Looking back now, the last few weeks have been one of the biggest bonanzas investors have ever witnessed.

Since the market bottom on March 23, the S&P 500 has rallied as much as 35% in a little more than a month. The tech-heavy Nasdaq, meanwhile, gained as much as 40% since its bottom, and was even in positive territory for the year before a recent pullback.

You don't have to look hard to find multi-baggers, either. Shares of Wayfair (W -1.26%), the online home goods seller, skyrocketed more than 800% from trough to peak in just a matter of weeks. Carvana (CVNA 4.18%), the fast-growing online used car dealer, surged 354%, and United Natural Foods (UNFI 0.07%), a wholesale food distributor and supermarket operator, has soared as much as 367%.

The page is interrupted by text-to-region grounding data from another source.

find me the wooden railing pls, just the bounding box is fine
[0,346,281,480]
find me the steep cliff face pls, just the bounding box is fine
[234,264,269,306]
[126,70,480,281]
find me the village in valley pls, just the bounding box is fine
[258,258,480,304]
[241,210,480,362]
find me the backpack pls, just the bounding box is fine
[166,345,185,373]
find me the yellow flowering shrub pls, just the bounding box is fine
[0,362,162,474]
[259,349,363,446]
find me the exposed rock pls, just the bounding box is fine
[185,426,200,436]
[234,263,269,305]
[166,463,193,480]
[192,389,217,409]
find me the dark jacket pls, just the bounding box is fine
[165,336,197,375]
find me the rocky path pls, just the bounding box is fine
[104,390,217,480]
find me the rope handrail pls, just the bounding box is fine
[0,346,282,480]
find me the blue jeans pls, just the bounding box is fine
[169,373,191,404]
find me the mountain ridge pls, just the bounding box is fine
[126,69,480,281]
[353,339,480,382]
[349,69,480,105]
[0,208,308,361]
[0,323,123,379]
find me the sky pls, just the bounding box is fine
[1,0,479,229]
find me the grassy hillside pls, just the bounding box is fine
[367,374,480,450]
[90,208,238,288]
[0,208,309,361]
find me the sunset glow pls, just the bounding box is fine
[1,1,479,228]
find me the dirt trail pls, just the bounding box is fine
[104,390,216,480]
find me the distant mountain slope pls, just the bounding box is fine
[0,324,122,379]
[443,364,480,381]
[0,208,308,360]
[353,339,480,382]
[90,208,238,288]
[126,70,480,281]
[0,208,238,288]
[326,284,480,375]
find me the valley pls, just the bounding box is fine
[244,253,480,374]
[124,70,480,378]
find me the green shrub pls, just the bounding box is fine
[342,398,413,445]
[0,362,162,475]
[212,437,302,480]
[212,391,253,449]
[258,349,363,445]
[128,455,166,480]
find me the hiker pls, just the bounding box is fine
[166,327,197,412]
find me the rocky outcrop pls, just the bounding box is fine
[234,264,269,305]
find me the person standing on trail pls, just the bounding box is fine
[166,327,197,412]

Dozens of stocks have hit all-time highs, and the S&P 500 is now trading at levels seen as recently as last summer, while the Nasdaq hit marks from January. Given the dismal economic data and the uncertainty around the COVID-19 pandemic, however, it's worth asking if stocks deserve to be at such elevated levels.

Though I've made a few small purchases in recent weeks, I've been saving up cash to invest when the market's more favorable. Here's why investors could see better opportunities in the coming months.

A pile of $100 bills.

Image sources: Getty Images.

1. The reopenings are hardly grand

The latest reason for investor euphoria is that states have begun to reopen their economies. It's true that a number of states have lifted stay-at-home orders, but the reality is that the post-lockdown economies in these states are barely recognizable. Social distancing is still de rigeur across the country, which means that a normal, functioning economy is impossible.

In Texas, for example, restaurants in most of the state are limited to just 25% capacity for dine-in customers. A number of small business owners in these states are reluctant to reopen their businesses over fears of the virus (or that customers will stay away because of it), and polls show that most Americans are more worried about shutdown protocols being lifted too soon rather than too late. 

Schools remained closed in almost every state, and districts are formulating plans for remote learning in the fall, as students might still not be able to attend in person. The California State University system has already cancelled most in-person classes for the fall, and Los Angeles County, the nation's biggest, said its stay-at-home order would last at least through July.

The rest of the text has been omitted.